EgyptEgypt’s president Morsi used blatantly anti-Semitic language in 2010 speech, TV interview

Published 15 January 2013

President Mohamed Morsi of Egypt used blatantly anti-Semitic language in a speech and in a TV interview – both in 2010, when he was a top official of the Muslim Brotherhood movement. The speech and the TV interview were video-taped, and just came to light.

President Mohamed Morsi of Egypt used blatantly anti-Semitic language in a speech and in a TV interview – both in 2010, when he was a top official of the Muslim Brotherhood movement.
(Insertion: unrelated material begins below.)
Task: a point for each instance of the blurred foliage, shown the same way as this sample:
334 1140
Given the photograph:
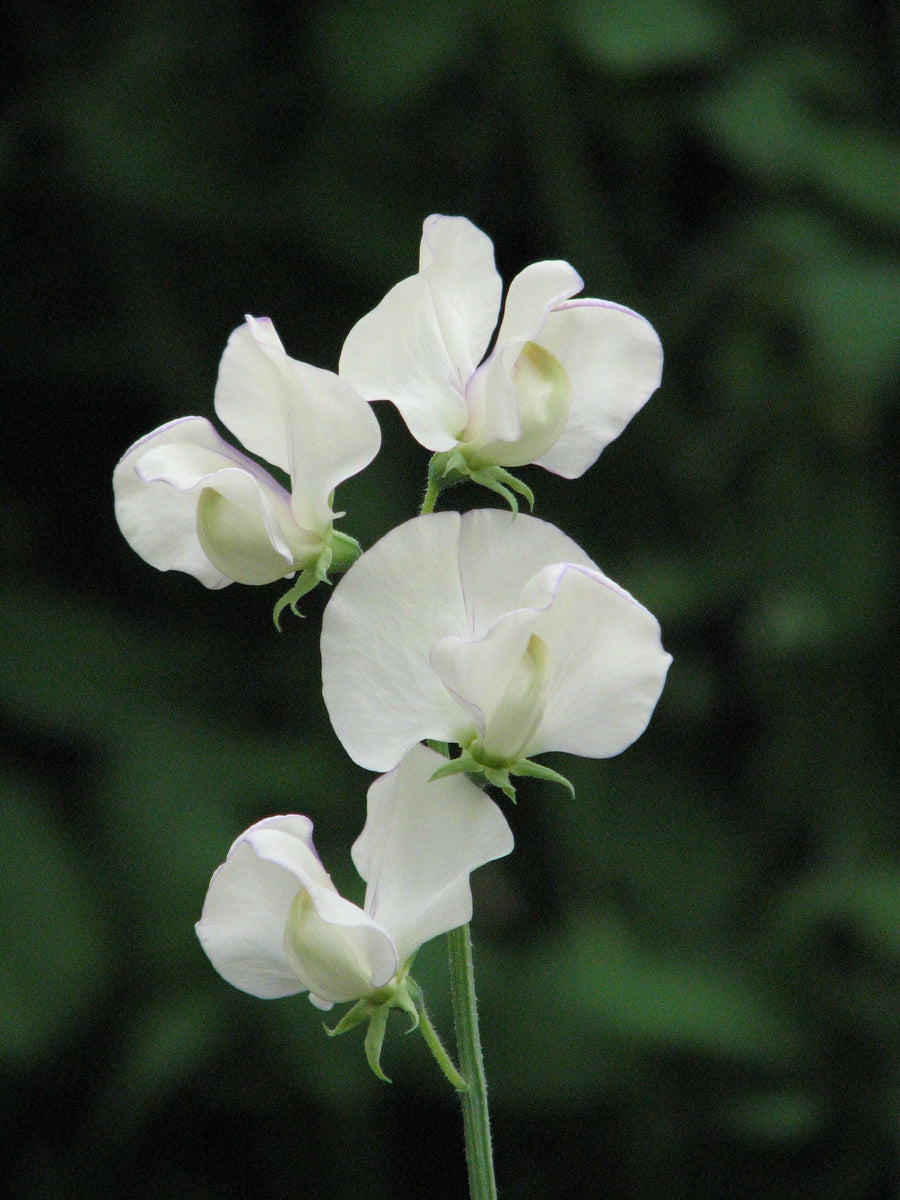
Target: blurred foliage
690 978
The speech and the TV interview were video-taped, and just came to light.

The New York Times reports that the first video shows a speech Morsi gave at a rally in his hometown in the Nile Delta. The speech was given after the end of Israel’s December 2008-January 2009 Iron Cast operation against Hamas in the Gaza Strip. At the end of the operation, Israel tightened even more the maritime blockade of the Gaza Strip.

“We must never forget, brothers, to nurse our children and our grandchildren on hatred for them: for Zionists, for Jews,” Morsi declared. Egyptian children “must feed on hatred; hatred must continue,” he said. “The hatred must go on for God and as a form of worshiping him.”
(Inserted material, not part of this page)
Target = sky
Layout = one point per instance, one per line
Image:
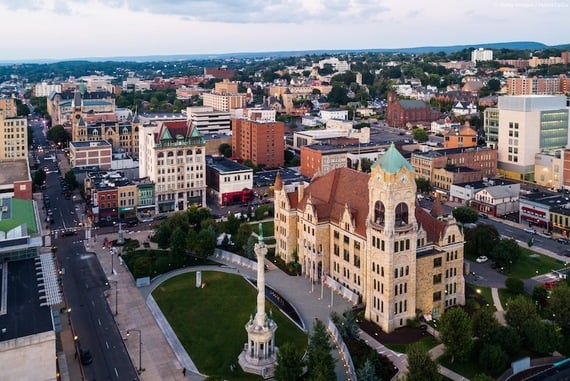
(65, 29)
“The land of Palestine will not be freed except through resistance,” he said, praising the militant group Hamas as an extension of the Brotherhood.

“Who is our enemy? The Zionists. Who occupies our land? The Zionists. Who hates us? The Zionists. Who destroys our lands? The Zionists,” Morsi added, lashing out at “America, France and Europe” as “Zionist” supporters.
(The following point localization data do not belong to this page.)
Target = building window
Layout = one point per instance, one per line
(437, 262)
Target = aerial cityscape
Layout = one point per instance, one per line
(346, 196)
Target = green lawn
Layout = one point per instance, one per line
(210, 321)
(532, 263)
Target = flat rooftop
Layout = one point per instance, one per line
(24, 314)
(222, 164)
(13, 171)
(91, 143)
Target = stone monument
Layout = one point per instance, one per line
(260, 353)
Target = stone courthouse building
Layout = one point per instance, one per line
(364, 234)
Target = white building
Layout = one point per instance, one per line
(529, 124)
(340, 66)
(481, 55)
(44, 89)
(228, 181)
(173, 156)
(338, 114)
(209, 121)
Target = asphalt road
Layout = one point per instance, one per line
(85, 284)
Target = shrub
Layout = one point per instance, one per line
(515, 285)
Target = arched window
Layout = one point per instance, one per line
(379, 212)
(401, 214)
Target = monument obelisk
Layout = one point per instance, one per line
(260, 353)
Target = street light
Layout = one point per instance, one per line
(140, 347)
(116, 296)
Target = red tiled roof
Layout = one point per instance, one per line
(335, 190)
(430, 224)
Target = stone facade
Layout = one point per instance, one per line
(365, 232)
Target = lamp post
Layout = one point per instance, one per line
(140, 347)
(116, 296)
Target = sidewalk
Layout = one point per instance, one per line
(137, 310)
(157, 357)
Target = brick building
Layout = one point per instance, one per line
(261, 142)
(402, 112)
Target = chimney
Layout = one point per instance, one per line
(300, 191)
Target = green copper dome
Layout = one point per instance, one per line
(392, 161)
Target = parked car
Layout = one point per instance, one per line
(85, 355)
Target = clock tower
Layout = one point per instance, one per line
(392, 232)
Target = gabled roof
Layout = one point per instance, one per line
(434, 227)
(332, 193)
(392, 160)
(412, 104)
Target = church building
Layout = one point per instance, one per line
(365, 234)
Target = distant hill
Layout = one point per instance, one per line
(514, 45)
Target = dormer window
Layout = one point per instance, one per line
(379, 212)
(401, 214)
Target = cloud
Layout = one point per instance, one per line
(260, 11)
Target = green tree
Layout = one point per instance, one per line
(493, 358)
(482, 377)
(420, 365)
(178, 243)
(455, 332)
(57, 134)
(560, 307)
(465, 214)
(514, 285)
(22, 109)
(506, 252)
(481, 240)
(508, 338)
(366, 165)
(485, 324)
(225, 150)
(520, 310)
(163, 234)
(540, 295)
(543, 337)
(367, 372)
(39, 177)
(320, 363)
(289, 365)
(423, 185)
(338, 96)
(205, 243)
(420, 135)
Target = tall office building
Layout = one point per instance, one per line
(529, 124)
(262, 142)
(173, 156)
“And the last of them is that Obama,” Morsi said. He called Obamaa liar who promised the Arab world “empty meaningless words.”

In the TV interview, conducted a few days after the speech, Morsi said:

“These bloodsuckers who attack the Palestinians, these warmongers, the descendants of apes and pigs,” Morsi declared, using an insult of Jews which is commonly used across the Muslim world. It is also common in the Arab world to use the term “Zionists” to refer to Jews, in an effort to escape the accusation that one is anti-Semitic, but the use of “Zionists” instead of “Jews” notwithstanding, Morsi repeated historic anti-Semitic themes: “They have been fanning the flames of civil strife wherever they were throughout their history. They are hostile by nature.”

It should be noted that the Egyptian — and, more generally, Arab – political discourse is so suffused with anti-Semitic sentiments and language, that there is nothing particularly remarkable about Morsi’s words. Two years ago, for example, the French government shut down a Hezbollah-operated TV station in France after the station announced plans to air a series of programs offering “evidence” that Jews kill Christian children around Passover time in order to use their blood to bake Matzo bread.

We should also note that at least in his foreign policies, Morsi has been pragmatic: he helped Israel negotiate an end to the its short was with Hamas last November; has collaborated with both Israel and the United States to tighten monitoring of Gaza borders to prevent smuggling of Iranian arms; and has openly aligned Egypt with the efforts of Saudi Arabia, Turkey, Jordan, and Qatar to bring an end to the Assad regime in Syria.